September 16, 2002
SBC leaders critique BGCT's missions and budget plans
___By Mark Wingfield
___Managing Editor
___Key leaders of the Southern Baptist Convention have criticized the report and recommendations of a Baptist General Convention of Texas mission study committee, even though the report calls for no change in relationship to the SBC.
___Related budget proposals for the BGCT offer both a carrot and a stick for the SBC, removing a funding cap on the SBC's six seminaries and restoring funding to two other SBC entities cut out two years ago while also suggesting a reduction in the percentage of undesignated Cooperative Program dollars leaving Texas for the SBC.
___The report of the BGCT's Missions Review & Initiatives Committee was released Aug. 30, as were budget recommendations for 2003 drafted by the BGCT's Administrative Committee.
___The missions committee's report calls for creation of a BGCT world missions network, intended to link churches to partner churches and agencies, including SBC mission boards. The report also noted several areas of concern with the SBC's International Mission Board and North American Mission Board, but did not call for any change in relationship with the two boards.
___The Administrative Committee's budget proposal would encourage Texas churches to divide Cooperative Program unified budget gifts so that 79 percent stays in Texas for a variety of ministries and 21 percent is forwarded to worldwide missions causes. Previously, churches had been encouraged to send 72 percent for Texas causes and 28 percent for worldwide causes.
___"Worldwide" causes is defined by the BGCT as funding for the SBC, Cooperative Baptist Fellowship or a select group of BGCT missions initiatives.
___"It is obvious BGCT leaders are moving the state convention even farther away from a healthy relationship with the SBC," charged Morris Chapman, president of the SBC Executive Committee.
___SBC President Jack Graham, pastor of Prestonwood Baptist Church in Plano, warned Texas Baptists to be wary of the BGCT's proposal. Graham's church is dually aligned with the BGCT and the rival Southern Baptists of Texas Convention but gives most all its missions money through the SBTC rather than the BGCT.

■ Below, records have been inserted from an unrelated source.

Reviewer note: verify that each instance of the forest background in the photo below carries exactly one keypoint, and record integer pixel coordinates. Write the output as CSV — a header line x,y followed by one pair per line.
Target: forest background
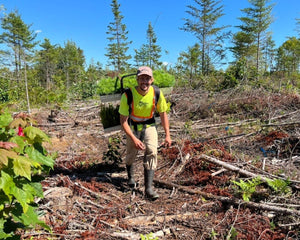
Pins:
x,y
37,72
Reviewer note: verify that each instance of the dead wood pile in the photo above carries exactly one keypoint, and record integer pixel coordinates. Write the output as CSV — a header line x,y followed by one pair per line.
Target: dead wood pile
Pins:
x,y
218,139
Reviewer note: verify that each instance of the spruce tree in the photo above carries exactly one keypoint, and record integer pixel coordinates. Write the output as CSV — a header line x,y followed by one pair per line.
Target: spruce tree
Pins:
x,y
254,27
202,23
154,49
118,40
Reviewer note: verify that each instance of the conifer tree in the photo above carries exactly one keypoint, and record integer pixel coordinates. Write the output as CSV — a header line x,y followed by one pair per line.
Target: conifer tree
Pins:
x,y
202,23
17,36
154,49
118,40
253,34
21,39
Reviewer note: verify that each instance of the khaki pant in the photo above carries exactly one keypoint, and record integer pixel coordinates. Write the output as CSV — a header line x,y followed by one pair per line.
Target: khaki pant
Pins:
x,y
151,141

___"Every Southern Baptist church in Texas should evaluate this latest move and prayerfully consider an action that would support SBC missions," Graham said. "I think more and more of our churches in Texas will change their giving profile to make sure that SBC missions are funded."

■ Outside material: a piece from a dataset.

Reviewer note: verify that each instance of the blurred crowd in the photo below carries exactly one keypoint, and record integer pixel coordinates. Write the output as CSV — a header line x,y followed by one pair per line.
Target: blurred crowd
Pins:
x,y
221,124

___Others criticizing the BGCT report and proposals included Richard Land, president of the SBC's Ethics & Religious Liberty Commission, which previously had been defunded by the BGCT for engaging in partisan politics; Jerry Rankin, president of the SBC's International Mission Board; and Bob Reccord, president of the SBC's North American Mission Board.
___Land said the SBC and BGCT remind him of a farmer and his wife traveling to town in the family truck. "The farmer's wife is sitting all the way on the other side of the truck cab, as far as possible from her husband," Land explained. "She says, 'We don't sit as close as we used to.' The farmer, from behind the steering wheel, replies, 'I haven't moved.'
___"The Southern Baptist Convention hasn't moved," Land said. "The BGCT has moved away from our historic Southern Baptist Convention's Cooperative Program. As a Southern Baptist and a Texan, I encourage them to slide back on over where they belong."

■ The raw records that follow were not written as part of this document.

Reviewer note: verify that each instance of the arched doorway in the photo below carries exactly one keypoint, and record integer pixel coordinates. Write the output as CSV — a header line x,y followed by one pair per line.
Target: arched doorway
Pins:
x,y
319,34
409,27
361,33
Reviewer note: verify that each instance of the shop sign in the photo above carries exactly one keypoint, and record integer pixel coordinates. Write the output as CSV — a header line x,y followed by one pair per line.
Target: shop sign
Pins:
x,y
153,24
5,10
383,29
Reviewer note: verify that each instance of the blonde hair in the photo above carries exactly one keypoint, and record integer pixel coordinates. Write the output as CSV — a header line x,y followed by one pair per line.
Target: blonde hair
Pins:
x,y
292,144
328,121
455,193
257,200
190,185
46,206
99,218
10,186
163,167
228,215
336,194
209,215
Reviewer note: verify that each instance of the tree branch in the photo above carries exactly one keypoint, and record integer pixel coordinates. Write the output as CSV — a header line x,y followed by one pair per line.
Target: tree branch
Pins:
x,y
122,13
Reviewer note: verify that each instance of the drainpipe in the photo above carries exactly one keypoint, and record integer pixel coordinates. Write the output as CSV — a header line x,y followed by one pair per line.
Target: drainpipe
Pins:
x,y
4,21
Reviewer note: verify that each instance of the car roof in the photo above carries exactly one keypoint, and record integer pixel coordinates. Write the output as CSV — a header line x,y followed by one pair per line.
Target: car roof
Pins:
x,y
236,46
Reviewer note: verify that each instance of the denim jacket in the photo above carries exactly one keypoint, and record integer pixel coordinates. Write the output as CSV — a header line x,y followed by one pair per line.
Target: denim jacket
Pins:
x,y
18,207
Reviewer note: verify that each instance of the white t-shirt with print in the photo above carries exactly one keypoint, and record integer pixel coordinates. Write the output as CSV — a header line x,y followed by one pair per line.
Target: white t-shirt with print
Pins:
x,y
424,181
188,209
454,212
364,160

___BGCT officials for years have insisted the BGCT has not moved in its beliefs and practices. The SBC, under the new leadership of fundamentalists, has moved dramatically in its beliefs, practices and requirements for cooperation, the BGCT has insisted.
___Land encouraged Texas Baptist churches to support the rival SBTC rather than the BGCT because the SBTC will send 52 percent of undesignated Cooperative Program gifts to the SBC next year.
___BGCT leaders have declared more missions money is needed in Texas to meet the overwhelming demands of Texas as a mission field with a burgeoning unchurched population.
___Rankin, meanwhile, claimed the BGCT's proposed world missions network would duplicate services already performed by the IMB.
___"Rather than diverting missions gifts to create and maintain a new institution that duplicates work already being done by other entities, we encourage Southern Baptists in Texas to stand by their missionaries and press forward with them in taking the good news of salvation to a lost world," Rankin said.
___"Southern Baptists in Texas already have--in the International Mission Board--an excellent network for personalized involvement," Rankin said. "The IMB's role is to facilitate churches, associations and state conventions in their efforts to be obedient to the Great Commission."
___The IMB also requires all its missionaries to sign an affirmation of the 2000 Baptist Faith & Message, a document BGCT leaders have called a non-Baptist creed bordering on theological heresy.
___Reccord added that the only network for missions Southern Baptists need was established in 1845 with formation of the SBC. For the BGCT to offer another missions network for churches constitutes a duplication of services, he charged.